Part of our series of articles celebrating IFA Magazine’s ten year anniversary, Andrew Hardy, Director of Investment Management at Momentum Global Investment Management, reflects on investment change over the past decade and with this insight, warns that inflation is the biggest risk to the market in future.
“For me the most dramatic and most significant change over the past ten years has been the widespread adoption of extraordinary monetary policy by major central banks around the world. From successive rounds of quantitative easing and liquidity injections to experiments with negative interest rates, options in the policy toolkit which were rarely if ever used before have become largely normalised. They’re no longer so extraordinary.
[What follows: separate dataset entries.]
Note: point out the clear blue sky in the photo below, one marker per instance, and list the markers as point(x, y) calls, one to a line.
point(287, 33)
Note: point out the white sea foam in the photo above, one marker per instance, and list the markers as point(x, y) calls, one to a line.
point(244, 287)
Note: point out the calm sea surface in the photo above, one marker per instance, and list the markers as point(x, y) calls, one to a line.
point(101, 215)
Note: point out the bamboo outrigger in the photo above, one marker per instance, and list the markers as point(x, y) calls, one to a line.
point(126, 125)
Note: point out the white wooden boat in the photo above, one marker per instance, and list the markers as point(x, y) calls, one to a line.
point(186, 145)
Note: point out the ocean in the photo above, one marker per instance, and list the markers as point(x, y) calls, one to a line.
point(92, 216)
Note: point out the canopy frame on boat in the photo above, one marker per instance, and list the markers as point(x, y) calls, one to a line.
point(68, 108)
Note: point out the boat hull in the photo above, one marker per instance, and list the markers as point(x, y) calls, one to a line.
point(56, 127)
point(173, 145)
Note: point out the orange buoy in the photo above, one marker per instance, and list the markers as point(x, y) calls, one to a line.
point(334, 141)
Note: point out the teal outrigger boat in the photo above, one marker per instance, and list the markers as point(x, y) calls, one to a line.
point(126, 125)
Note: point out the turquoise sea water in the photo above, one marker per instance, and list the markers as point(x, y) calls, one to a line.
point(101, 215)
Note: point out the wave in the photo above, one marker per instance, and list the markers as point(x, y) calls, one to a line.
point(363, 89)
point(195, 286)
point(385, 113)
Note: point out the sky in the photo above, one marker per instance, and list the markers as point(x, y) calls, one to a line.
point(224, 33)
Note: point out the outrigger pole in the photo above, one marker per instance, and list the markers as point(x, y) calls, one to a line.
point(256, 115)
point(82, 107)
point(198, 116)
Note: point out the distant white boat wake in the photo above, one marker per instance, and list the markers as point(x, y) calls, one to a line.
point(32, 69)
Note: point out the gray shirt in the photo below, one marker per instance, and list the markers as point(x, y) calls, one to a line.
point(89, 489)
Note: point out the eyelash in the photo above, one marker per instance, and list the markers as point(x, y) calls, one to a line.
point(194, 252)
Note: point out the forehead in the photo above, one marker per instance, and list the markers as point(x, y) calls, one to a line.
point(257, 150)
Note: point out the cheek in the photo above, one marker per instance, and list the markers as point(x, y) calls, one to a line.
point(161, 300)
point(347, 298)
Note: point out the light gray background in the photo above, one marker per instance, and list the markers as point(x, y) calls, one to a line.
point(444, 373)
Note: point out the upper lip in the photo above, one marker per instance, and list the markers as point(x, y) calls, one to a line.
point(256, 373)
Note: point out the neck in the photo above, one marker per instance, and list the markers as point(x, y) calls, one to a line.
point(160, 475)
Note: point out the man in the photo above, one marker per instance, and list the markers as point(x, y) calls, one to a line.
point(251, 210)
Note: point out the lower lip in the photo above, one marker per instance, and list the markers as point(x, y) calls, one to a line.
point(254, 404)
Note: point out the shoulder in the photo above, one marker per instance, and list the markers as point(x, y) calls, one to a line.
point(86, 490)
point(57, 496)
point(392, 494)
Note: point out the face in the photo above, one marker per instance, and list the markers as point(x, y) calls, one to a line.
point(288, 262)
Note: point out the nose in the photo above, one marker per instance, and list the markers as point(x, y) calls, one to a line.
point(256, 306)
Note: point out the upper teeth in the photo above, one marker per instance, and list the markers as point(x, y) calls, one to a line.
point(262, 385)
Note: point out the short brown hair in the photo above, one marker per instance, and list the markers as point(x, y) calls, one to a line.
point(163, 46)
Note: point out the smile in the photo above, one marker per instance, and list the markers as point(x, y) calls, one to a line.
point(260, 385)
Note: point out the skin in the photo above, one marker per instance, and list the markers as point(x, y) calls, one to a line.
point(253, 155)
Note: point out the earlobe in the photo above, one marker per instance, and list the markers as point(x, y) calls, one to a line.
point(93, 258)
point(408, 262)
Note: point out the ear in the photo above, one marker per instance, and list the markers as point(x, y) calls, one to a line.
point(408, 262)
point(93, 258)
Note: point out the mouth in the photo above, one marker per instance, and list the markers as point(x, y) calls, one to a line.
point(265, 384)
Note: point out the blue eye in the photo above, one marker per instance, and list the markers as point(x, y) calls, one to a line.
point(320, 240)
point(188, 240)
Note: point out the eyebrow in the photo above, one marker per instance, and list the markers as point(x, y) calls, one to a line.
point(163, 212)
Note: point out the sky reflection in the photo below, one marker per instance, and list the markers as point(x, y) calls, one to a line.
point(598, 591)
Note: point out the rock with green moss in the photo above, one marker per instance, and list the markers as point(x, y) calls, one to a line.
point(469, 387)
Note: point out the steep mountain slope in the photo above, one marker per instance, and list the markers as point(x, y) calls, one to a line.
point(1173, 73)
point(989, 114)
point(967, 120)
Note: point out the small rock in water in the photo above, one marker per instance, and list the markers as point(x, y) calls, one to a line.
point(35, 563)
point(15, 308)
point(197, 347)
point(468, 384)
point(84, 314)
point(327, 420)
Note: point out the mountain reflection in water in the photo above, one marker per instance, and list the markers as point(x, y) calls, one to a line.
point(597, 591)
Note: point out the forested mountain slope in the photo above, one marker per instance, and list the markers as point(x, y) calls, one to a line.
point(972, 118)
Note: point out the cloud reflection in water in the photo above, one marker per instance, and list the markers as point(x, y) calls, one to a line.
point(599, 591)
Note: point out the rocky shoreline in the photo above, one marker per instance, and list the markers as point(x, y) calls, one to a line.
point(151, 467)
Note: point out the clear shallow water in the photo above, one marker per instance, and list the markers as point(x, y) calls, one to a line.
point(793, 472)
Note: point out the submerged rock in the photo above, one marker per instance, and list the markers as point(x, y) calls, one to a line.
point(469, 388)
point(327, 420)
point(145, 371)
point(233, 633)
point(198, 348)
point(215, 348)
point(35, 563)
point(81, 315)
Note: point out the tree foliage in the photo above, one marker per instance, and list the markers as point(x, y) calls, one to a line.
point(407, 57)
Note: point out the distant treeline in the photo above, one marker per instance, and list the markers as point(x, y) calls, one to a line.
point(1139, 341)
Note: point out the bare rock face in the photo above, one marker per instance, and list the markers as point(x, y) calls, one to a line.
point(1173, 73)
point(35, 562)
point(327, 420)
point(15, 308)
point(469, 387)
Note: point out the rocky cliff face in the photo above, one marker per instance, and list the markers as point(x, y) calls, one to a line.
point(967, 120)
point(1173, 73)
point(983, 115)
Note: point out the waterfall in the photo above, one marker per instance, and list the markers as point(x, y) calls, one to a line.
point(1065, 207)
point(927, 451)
Central bank balance sheets have ballooned; from $2.8tr to $8.0tr over the last decade in the case of the Federal Reserve, as the QE response to crises and low economic growth has become a policy mainstay. This has already had significant and far-reaching implications for markets and economies, directly and indirectly, but the longer-term consequences in years to come may prove to be even greater.
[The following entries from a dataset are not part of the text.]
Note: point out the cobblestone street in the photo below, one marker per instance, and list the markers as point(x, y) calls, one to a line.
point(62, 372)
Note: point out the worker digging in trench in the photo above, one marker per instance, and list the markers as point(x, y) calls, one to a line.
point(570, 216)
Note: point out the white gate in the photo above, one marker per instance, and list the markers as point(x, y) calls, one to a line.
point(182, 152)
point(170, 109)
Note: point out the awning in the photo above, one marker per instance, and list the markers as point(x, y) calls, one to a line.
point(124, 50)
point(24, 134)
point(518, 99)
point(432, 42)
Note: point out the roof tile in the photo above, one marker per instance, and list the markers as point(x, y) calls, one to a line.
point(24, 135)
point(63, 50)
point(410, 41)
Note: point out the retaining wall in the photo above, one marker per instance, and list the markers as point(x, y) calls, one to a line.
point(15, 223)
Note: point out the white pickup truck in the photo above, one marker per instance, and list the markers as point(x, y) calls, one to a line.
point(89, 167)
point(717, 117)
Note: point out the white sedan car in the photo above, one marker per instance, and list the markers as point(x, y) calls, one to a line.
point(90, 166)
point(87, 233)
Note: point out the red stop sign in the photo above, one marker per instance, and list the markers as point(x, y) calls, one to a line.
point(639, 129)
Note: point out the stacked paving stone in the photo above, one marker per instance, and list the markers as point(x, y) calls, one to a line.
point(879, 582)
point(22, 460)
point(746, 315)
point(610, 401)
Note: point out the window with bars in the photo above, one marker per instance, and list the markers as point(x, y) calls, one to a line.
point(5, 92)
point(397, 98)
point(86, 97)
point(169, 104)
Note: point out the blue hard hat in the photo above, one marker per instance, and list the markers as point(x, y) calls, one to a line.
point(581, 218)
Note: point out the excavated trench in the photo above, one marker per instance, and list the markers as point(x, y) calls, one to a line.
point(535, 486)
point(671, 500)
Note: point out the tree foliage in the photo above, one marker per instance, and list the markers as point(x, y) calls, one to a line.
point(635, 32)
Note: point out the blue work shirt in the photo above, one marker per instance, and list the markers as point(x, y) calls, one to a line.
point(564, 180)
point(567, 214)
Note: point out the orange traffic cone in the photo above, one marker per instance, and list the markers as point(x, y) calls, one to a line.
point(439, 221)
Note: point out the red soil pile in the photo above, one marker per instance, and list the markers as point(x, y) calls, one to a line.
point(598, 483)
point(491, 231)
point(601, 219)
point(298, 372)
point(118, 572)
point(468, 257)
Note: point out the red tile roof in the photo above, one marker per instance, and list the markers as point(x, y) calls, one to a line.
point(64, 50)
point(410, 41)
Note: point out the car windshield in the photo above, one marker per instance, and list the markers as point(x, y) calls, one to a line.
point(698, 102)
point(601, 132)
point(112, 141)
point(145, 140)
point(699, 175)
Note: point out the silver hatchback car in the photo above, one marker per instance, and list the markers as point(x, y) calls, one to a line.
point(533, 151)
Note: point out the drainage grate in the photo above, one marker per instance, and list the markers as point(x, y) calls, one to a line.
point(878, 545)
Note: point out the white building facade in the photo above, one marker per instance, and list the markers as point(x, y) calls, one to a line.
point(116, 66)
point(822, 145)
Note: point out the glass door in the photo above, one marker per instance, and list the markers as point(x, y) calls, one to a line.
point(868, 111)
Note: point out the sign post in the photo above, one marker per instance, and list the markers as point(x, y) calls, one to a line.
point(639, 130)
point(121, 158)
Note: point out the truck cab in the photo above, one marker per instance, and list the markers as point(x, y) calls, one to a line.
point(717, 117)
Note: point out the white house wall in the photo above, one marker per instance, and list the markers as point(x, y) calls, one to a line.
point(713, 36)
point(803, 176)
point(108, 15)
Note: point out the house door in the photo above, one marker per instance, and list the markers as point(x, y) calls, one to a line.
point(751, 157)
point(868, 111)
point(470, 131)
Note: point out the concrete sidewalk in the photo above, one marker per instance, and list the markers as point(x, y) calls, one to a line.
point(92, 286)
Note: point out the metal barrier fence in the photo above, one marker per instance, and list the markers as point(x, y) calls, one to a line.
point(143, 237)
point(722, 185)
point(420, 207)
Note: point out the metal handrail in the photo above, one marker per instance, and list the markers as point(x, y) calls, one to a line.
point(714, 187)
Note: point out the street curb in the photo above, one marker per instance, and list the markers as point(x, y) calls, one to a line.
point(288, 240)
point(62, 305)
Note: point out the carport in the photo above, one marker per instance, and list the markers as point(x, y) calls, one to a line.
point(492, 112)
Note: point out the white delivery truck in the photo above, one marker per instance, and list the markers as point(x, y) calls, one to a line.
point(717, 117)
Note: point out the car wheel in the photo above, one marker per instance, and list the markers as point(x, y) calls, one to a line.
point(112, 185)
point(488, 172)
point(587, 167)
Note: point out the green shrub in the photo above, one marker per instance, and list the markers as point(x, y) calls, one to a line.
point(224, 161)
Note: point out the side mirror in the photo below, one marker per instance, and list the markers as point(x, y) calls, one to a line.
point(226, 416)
“We’re perhaps beginning to see this in rising inflation figures and future expectations. Over a decade of ultra-loose monetary policy has laid the foundations for a potential shift to a more inflationary regime, with the pandemic perhaps lighting the touchpaper by ushering in a new era of fiscal largesse. After several decades of low inflation, policymakers and investors have potentially become too complacent about the risks associated with higher inflation. Although there remains a wide range of potential outcomes in the coming years, we see a return of higher inflation as the biggest risk factor in markets; it would erode purchasing power, damage the real value of savings and wealth, and would have far-reaching implications for the construction of portfolios.”